History offers us the ultimate precedent for this higher form of justice. When Prophet Muhammad ﷺ entered Mecca victorious, he held the lives of the Quraysh, who were his tormentors, the people who had boycotted, starved, and killed his followers, in his hands. By the tribal laws of the time, a massacre was expected. Public opinion would have demanded revenge. Instead, he declared, "Go, you are free."

This was not weakness; it was the supreme strength of valid authority.

Rule of Law vs. Rule by Law Real justice is not what we do when we are weak and seeking redress; it is what we do when we are powerful and could choose revenge. We must distinguish between the Rule of Law and Rule by Law.

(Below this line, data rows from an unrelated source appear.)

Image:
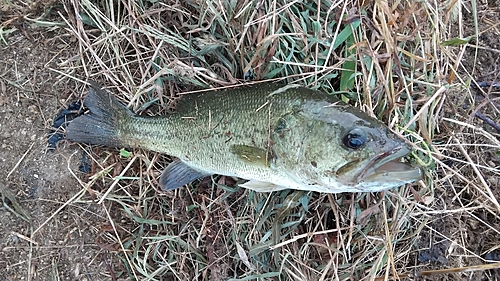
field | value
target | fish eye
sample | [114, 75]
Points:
[355, 138]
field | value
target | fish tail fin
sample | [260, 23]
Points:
[100, 125]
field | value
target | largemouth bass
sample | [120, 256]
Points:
[275, 136]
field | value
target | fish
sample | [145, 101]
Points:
[272, 135]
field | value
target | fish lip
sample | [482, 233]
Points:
[393, 155]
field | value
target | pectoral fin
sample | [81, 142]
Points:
[262, 186]
[252, 154]
[178, 174]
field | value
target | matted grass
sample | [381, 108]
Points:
[400, 61]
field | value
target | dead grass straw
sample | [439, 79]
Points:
[386, 57]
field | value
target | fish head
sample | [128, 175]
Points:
[339, 148]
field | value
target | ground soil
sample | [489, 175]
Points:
[32, 92]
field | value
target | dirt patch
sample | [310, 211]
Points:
[68, 235]
[40, 179]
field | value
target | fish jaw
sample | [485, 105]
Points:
[386, 171]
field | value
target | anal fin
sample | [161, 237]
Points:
[177, 174]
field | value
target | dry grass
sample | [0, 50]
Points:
[385, 57]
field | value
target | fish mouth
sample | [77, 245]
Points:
[387, 168]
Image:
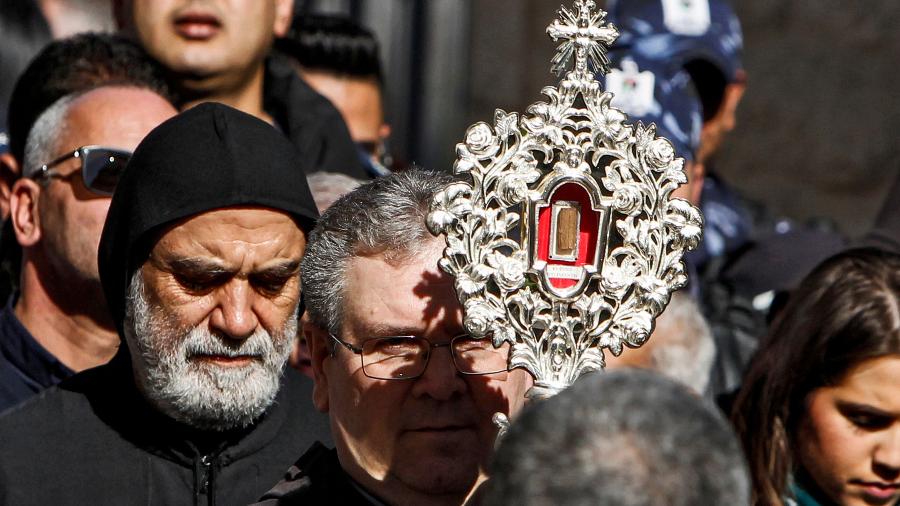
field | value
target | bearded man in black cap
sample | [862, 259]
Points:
[199, 261]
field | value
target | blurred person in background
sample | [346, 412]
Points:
[619, 438]
[340, 59]
[704, 38]
[819, 411]
[102, 94]
[681, 346]
[220, 51]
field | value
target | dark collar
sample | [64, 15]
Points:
[32, 362]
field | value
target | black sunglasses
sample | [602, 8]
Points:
[100, 167]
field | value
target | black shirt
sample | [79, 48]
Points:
[26, 368]
[93, 439]
[317, 478]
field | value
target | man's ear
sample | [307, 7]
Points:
[9, 173]
[319, 351]
[284, 11]
[23, 212]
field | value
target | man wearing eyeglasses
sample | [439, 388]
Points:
[72, 154]
[409, 394]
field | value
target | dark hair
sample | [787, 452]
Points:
[845, 312]
[77, 64]
[710, 84]
[25, 32]
[628, 437]
[333, 44]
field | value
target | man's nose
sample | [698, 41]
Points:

The mob operates on Rule by Law, using violence as a tool to enforce their transient, emotional view of justice. The Constitution and figures like the Prophet operate under the Rule of Law, in which power is subject to enduring principles of fairness and restraint.

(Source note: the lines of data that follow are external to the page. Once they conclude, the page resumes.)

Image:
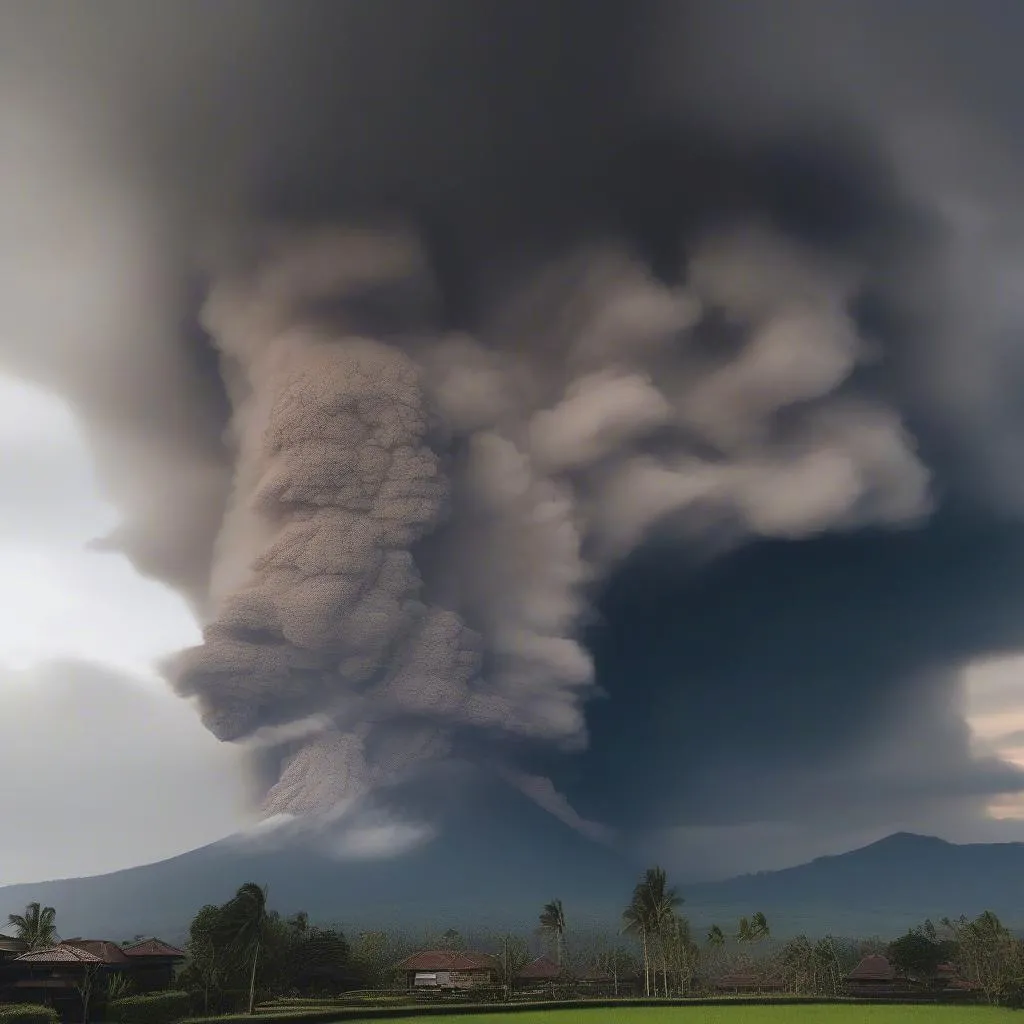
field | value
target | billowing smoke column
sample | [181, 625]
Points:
[418, 520]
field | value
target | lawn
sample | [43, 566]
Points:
[859, 1014]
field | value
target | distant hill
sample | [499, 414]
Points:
[491, 867]
[878, 889]
[494, 869]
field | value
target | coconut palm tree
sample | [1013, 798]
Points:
[649, 915]
[553, 923]
[662, 901]
[244, 923]
[37, 927]
[635, 923]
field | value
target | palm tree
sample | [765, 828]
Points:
[635, 923]
[649, 914]
[37, 927]
[245, 923]
[553, 923]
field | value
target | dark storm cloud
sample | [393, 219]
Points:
[412, 525]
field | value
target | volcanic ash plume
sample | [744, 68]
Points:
[418, 520]
[321, 606]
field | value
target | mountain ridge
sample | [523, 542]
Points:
[496, 872]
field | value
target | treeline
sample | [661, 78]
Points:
[242, 952]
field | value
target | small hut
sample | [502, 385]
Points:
[873, 976]
[747, 982]
[153, 963]
[448, 969]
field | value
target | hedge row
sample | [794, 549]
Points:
[27, 1013]
[155, 1008]
[364, 1013]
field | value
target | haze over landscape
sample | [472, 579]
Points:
[436, 432]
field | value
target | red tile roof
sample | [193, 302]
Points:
[593, 974]
[153, 947]
[872, 969]
[62, 953]
[446, 960]
[745, 979]
[109, 952]
[543, 969]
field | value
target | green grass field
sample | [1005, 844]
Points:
[743, 1015]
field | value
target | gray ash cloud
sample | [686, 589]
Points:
[399, 330]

As we navigate an era of polarisation, we must reject the seductive simplicity of the stone-throwing mob. We must uphold Constitutional Morality, which is the adherence to the core values of the Constitution, not just its text. We must reject Vigilantism in all its forms, whether physical or digital. We must stand with the victim, yes, but we must also stand with the Presumption of Innocence. We must heed the message of the Kerala Yatra and choose to stand "With Humans." For if we burn down the court to kill the criminal, who will protect us when the fire turns our way?

References

  1. Statute: Bharatiya Nyaya Sanhita (BNS), 2023 - Section 103(2) (Punishment for Mob Lynching).
  2. Supreme Court of India: Tehseen S. Poonawalla v. Union of India (2018) - Guidelines on Mob Lynching and Vigilantism.
  3. Supreme Court of India: Nilabati Behera v. State of Orissa (1993) - Constitutional Tort and State Liability.
  4. Supreme Court of India: Sahara India Real Estate Corp. Ltd. v. SEBI (2012) - Postponement Orders and Sub Judice.
  5. Supreme Court of India: Subramanian Swamy v. Union of India (2016) - Right to Reputation as part of Article 21.
  6. Geneva Convention: Article 33, Convention IV (Prohibition of Collective Punishment).
  7. ICJ Ruling: Application of the Convention on the Prevention and Punishment of the Crime of Genocide in the Gaza Strip (South Africa v. Israel), Provisional Measures, 2024.
  8. Media Report: The Hindu, "Migrant worker lynched in Walayar," December 2025.
  9. Media Report: Mathrubhumi, "Attappady Madhu Lynching Verdict," 2018/2023.
  10. Media Report: The News Minute, "Kerala raises ₹34 crore for Diya money," 2024.
  11. Media Report: Siraj Daily, "Kanthapuram AP Aboobacker Musliyar's Kerala Yatra - Theme: With Humans," January 1-16, 2026.